Infinite scroll best practices with ES

Hi All.

I am new to this group and ES.

I checked some of the topics in this forum but I wasn't able to find my
answer that I needed.

I except to have more than 1 million documents in my ES cluster and show
them via ajax calls in my search results page in my app.

I am using many many filters(except aggregation until now), and my
application architecture is "Single Page App".

I want to make pagination with infinite scroll, so on scroll I will show
next batch of results.

What is the best practice to get filtered results on window scroll e.g if
my filtered results are 50000 and I want to show in batches with size of
250 with infinite scroll?

I am in dilemma to use pagination or scroll in ES. It can affect my
application performance and this is very important to me.

If you prefer scroll, how can I add scroll in body request instead in URL
during request?

I didn't see that in ES documentation.

Thanks for your help.

--
You received this message because you are subscribed to the Google Groups "elasticsearch" group.
To unsubscribe from this group and stop receiving emails from it, send an email to elasticsearch+unsubscribe@googlegroups.com.
To view this discussion on the web visit https://groups.google.com/d/msgid/elasticsearch/8b262891-0379-4de8-bbd8-6494b245102f%40googlegroups.com.
For more options, visit https://groups.google.com/d/optout.

In this discussion, I will rely on this page for
reference: http://www.elasticsearch.org/guide/en/elasticsearch/reference/current/search-request-scroll.html

At my level, I cannot really make a recommendation but I can share some
questions going through my head, which if you fill in the blanks, might
help you come to a reasonable decision ...

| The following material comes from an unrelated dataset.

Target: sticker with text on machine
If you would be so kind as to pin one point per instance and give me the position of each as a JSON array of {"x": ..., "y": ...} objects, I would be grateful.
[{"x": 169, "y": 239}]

  1. Flat out notice by the docs: "Scrolling is not intended for real time
    user requests, but rather for processing large amounts of data" ... but for
    a user scrolling an infinite window with 250 results per pseudo-page ...
    can we really consider that real time? If not then I guess its reasonable
    to look at scoll for infinite paging.
  2. If you have 100 users accessing your application then that means you
    are serving the infinite-scroll screen via 100 scroll-queries ... what is a
    reasonable timeout period for your scroll queries?
    1. Should they stay alive for 10m each ... is that how long a user
      session is for you on average?
    2. Quoting the docs before my next thought: "The scroll parameter
      (passed to the search request and to every scroll request) tells
      Elasticsearch how long it should keep the search context alive. Its value
      does not need to be long enough to process all data — it just needs to be
      long enough to process the previous batch of results. Each scroll request
      (with the scroll parameter) sets a new expiry time."
    3. What happens when a scroll query timeout expires? I think your app
      will need to be smart enough to issue a new search_then_scroll chain but:
      1. the results will shift a bit if new data has been indexed
      2. your app will probably need to keep track of the fact that user
        was on pseudo-page 5 of their infinite scroll (looking at results #
        1000-1250) and then get the new page #6 by searching-1st and then scrolling
        pages # 2,3,4,5 until it gets to page #6 ... so the app needs to be very
        smart ... depending on your comfort level with writing code, you may or may
        not consider this to be a big deal
      3. also there is no way to scroll backwards, which means any pages
        you've retrieved, you'll need to cache them all on client side, does your
        app have sufficient memory?
      4. will you choose to replace the cache when something like (3.2)
        happens? I would btu again the shifting results may or may not feel odd to
        the user.
    4. Will you be happy with a scroll query only performance or will you
      want something more like the SCAN search_type also? In which case there is
      no sorting at all so when a timeout happens, the rows of data will seem to
      have moved around a LOT to a user with good memory who was scrolling the
      page. So it would be best to just make users start from the beginning in
      such a scenario
    5. I also imagine you will shorten the timeout based on how many
      users are hammering your application so when you try and strike a balance
      between the average user engagement time and the scroll query timeout,
      you'll have a lowerbound determined (somewhat) by the fact that on average
      users stick around on your page and scroll around for no more than 25
      seconds on average. I'm making these metrics up but you get the idea. So
      you wouldn't want to set a timeout smaller than 25 seconds then.
  3. The good news is if you do all this, then people will love you for
    sharing your infinite client code :slight_smile:
  4. Some practical advice: I have an angular+ionic app for selling
    clothes,shoes etc. where I have NOT setup infinite scroll (default is like
    1000 products), and I explain my decision to my team like so: I want my
    users to search and not scroll. This is just an opinion so if you took
    the time to write a smart client, and if it was open-source, I would
    totally consider using it :slight_smile:

Cheers!

  • Pulkit

--
You received this message because you are subscribed to the Google Groups "elasticsearch" group.
To unsubscribe from this group and stop receiving emails from it, send an email to elasticsearch+unsubscribe@googlegroups.com.
To view this discussion on the web visit https://groups.google.com/d/msgid/elasticsearch/f0d29b57-dfe9-44e2-98b0-ce5b97a9e96f%40googlegroups.com.
For more options, visit https://groups.google.com/d/optout.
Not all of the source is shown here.